After my dotty shirt I thought I would like to try a large area design. You don’t see these often in RTW fashion because fabric with very large repeats is hideously uneconomical to cut with a commercial process or it has to be pieced which is tricky to sew and therefore expensive. When you do see large area prints it is usually in the $$$ price bracket to allow for this. Here is an linen vest designed by Cynthia Ashby for the Artful Home, for the cool crowd at a cool $288.
Of course hand painting is ideal for these types of designs, so here is my first go at this.
I drew the outlines of the coloured shapes onto the fabric with an ordinary pencil and then coloured them in with thickened dye. I didn’t quite get the waves to meet perfectly at centre front and at the shoulder seams, although I tried. Next time I will need to measure and put in a couple of reference points instead of doing it freehand.

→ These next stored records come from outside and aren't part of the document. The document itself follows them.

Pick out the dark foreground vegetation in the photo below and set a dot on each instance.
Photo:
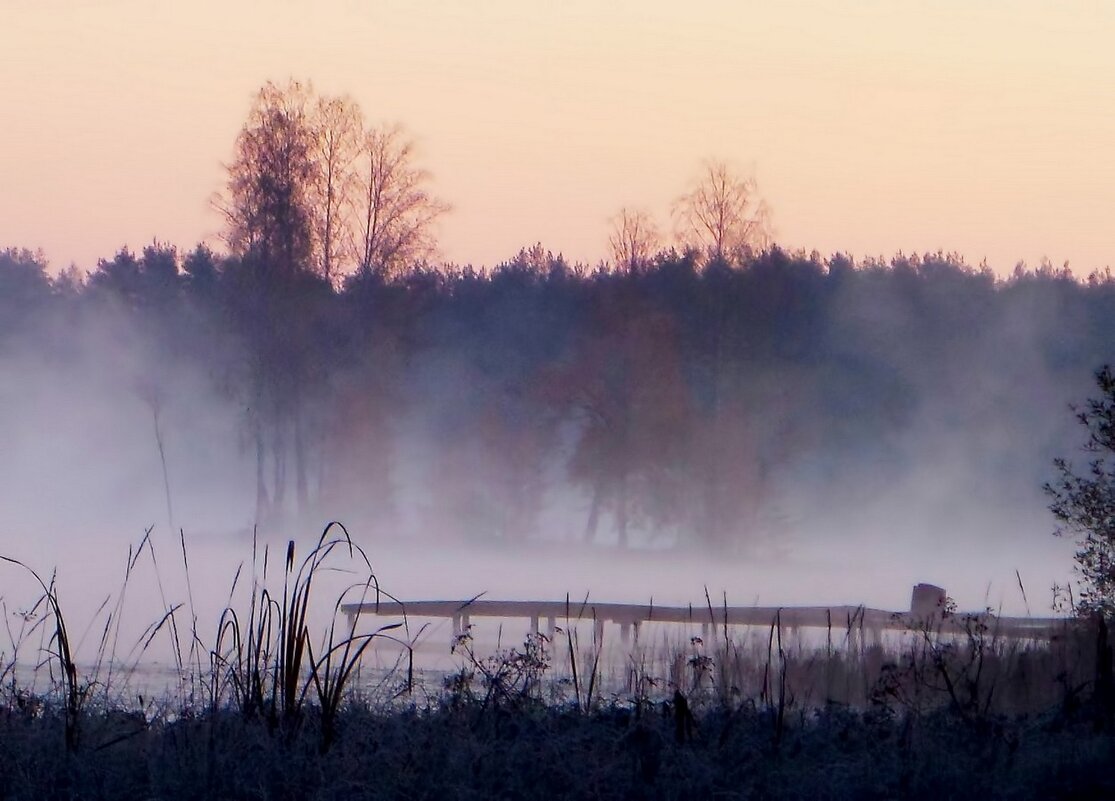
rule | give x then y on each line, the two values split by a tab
277	706
542	753
679	402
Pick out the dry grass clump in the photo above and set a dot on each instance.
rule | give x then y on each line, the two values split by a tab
278	708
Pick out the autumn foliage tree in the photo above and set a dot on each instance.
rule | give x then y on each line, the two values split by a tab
723	214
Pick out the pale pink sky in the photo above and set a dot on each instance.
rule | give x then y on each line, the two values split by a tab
983	127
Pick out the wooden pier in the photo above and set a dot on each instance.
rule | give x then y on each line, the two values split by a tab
862	625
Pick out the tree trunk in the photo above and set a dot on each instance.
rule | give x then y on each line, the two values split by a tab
261	483
590	527
621	512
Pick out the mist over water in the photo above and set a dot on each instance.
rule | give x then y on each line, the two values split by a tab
892	446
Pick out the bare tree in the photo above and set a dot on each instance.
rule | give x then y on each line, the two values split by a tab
338	132
724	213
397	212
633	240
268	204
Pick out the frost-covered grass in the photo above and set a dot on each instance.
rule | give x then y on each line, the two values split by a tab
279	705
439	752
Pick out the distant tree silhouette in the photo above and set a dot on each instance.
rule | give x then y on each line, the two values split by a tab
396	212
724	214
1084	502
633	240
269	202
338	129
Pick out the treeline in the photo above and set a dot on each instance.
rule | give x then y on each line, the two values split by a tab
681	401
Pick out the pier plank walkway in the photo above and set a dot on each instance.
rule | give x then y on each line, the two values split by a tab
927	609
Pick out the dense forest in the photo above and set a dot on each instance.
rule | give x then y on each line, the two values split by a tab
685	399
718	392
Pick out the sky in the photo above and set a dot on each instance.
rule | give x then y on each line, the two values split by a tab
871	127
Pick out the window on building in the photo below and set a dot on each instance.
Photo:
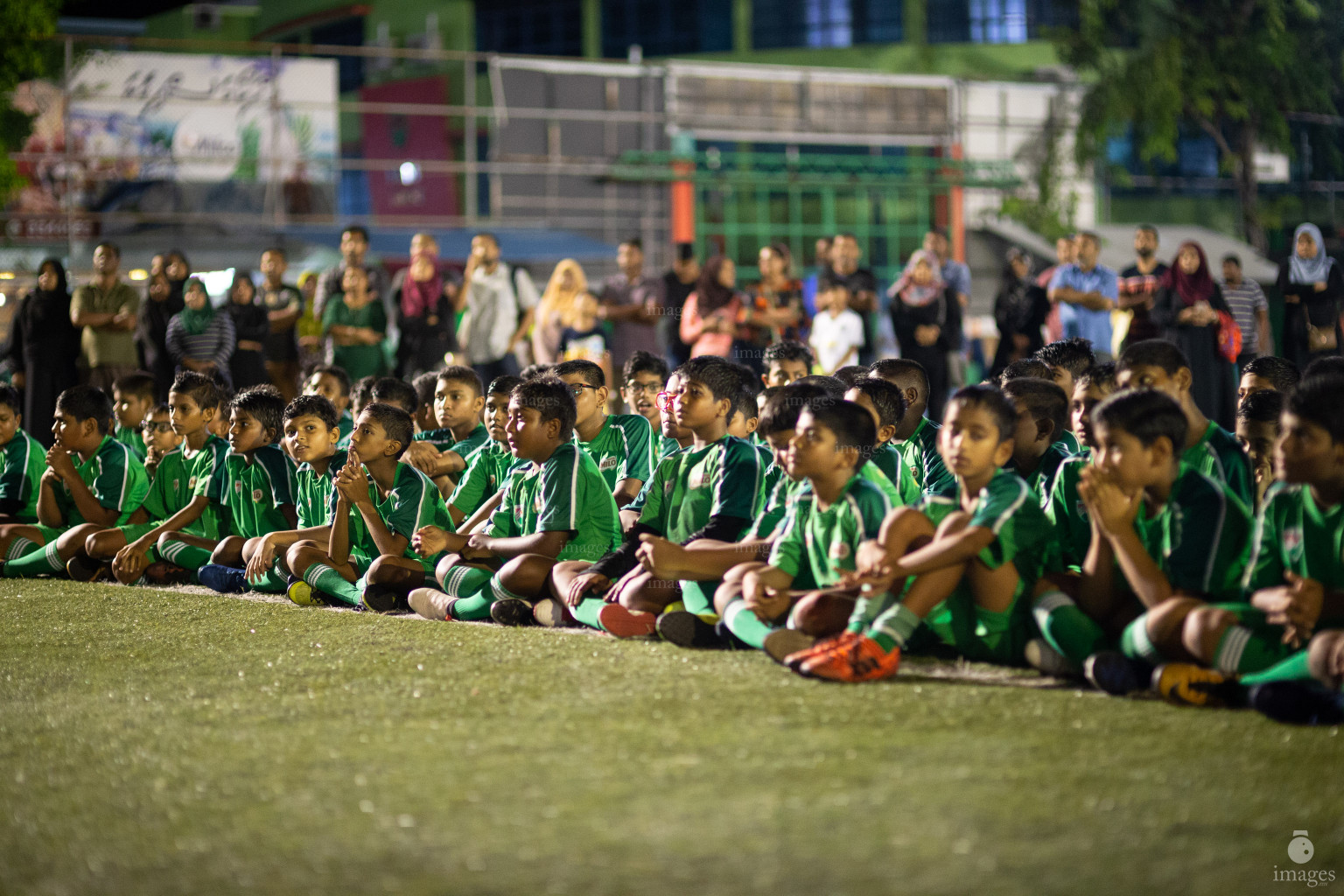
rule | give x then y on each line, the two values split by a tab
664	29
541	27
825	23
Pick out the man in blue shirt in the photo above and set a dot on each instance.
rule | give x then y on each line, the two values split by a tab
1086	293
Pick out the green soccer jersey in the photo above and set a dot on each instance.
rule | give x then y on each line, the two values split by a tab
1043	476
441	439
1296	534
722	479
1219	456
1068	514
313	492
566	494
130	437
776	508
1199	537
892	464
824	542
486	471
115	476
924	461
622	449
410	504
22	464
256	492
1008	508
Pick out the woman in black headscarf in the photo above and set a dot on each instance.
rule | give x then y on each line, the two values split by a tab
1020	311
163	301
43	346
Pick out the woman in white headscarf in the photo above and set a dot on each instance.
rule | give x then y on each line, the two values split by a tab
1312	286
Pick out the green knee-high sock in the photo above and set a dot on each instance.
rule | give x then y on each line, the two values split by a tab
1138	644
1066	627
272	582
326	579
472	589
867	609
745	624
892	627
39	562
1296	668
1242	650
588	610
186	555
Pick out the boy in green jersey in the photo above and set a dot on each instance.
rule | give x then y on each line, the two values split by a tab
488	465
22	462
1286	639
376	506
1042	409
458	401
159	437
312	430
176	500
917	437
1164	534
332	383
556	508
887	406
787	361
620	444
1208	448
132	396
92	482
707	491
970	557
1256	431
831	514
255	485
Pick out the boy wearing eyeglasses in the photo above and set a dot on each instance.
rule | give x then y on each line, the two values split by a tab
620	444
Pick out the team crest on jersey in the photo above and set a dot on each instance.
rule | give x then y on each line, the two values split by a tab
1293	540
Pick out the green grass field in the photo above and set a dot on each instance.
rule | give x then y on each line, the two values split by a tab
156	742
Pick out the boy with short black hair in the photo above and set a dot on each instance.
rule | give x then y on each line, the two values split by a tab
1285	629
132	396
159	437
1068	359
1268	374
255	485
178	496
1208	448
887	406
1176	536
621	444
92	482
22	462
787	361
707	491
830	517
970	557
1256	431
458	401
556	508
332	383
311	436
1042	411
376	506
917	437
488	465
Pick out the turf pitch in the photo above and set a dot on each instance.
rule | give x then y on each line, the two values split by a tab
158	742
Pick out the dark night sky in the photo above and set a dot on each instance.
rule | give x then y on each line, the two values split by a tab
118	10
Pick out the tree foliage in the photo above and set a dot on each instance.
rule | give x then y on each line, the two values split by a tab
1234	69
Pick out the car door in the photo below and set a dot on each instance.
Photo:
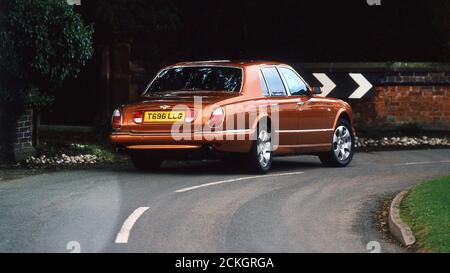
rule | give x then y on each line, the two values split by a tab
315	120
288	113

Then there was the painting. I used linen fabric which has quite a rough surface and painting the hard outlines of my shapes with a brush was slow and frustrating. You tend to get broken outlines which I didn’t want, so I used a very small, hard brush to get a hard edged line. It was painstaking work, load the brush, paint a cm or two before the line peters out, reload the brush. Next time I will cut a guide out of stencil material which will allow me to use a larger brush, which will make this much easier and quicker. I know that stencils give a nice clear outline with thickened dye on dry fabric, but don’t think that I need a stencil for the whole shape, just for the edge. This uses less of the stencil material, which is a consideration because I am down to my last sheet and getting more during lockdown is difficult. I could use sticky tape, but that is very geometrically straight, not a nice organic hand drawn line. Or maybe I could use a permanent marker??? — Radical, but worth trying. Not sure how it will wash but then there are special markers for fabric which are supposed to last.
Once you have done the outlines, you can use a large brush to slap on dye in between them which is ridiculously fast and easy. I used two different blues for a little extra interest. At the end I brushed over the colour blend areas with water to get them to flow into each other. I should have used soda ash solution to fix more of the paint as a lot washed out. Still, it looks ok and the colours won’t wash out any further.
When the painting of all the garment pieces was finished I covered the wet fabric and left it overnight, then washed it out,and dried it before sewing it up. With the medium weight linen there was some fraying at the edges, so sewing it up before washing it might have been better.
The fabric used was more of the Ikea linen curtain I used for the spotty shirt. It is 2.5m x 150 wide and there is still enough left for a boxy top, so 2 shirts and a top is not bad for an outlay of $24. Great for my experimentations when I don’t want to risk expensive material. The pattern was again the Cap Sleeve Shirt from the Assembly Line, slightly modified this time. The details are as usual on PatternReview.
https://sewing.patternreview.com/review/pattern/177527
Painting Notes
- Fabric was medium weight, 100% linen from an Ikea curtain.
- Soaked the linen in soda ash solution (1/2 to 1 cup per 4L water), hung up to dry leaving the soda ash in the fabric. I left if for more than a week, which makes the linen beautifully soft and drapey.
- Painted with Drimarene K (you could use Procion MX if easier obtainable) thickened with sodium alginate gel. Mix 1-2 teaspoons of sodium alginate powder per 250ml of water in a blender. Leave overnight for bubbles to subside.
- Pour enough gel for painting job into a bowl, add Drimarene K powder and mix. Brush onto the fabric.
- Cover to keep dye wet and leave overnight to cure, then wash out and sew up.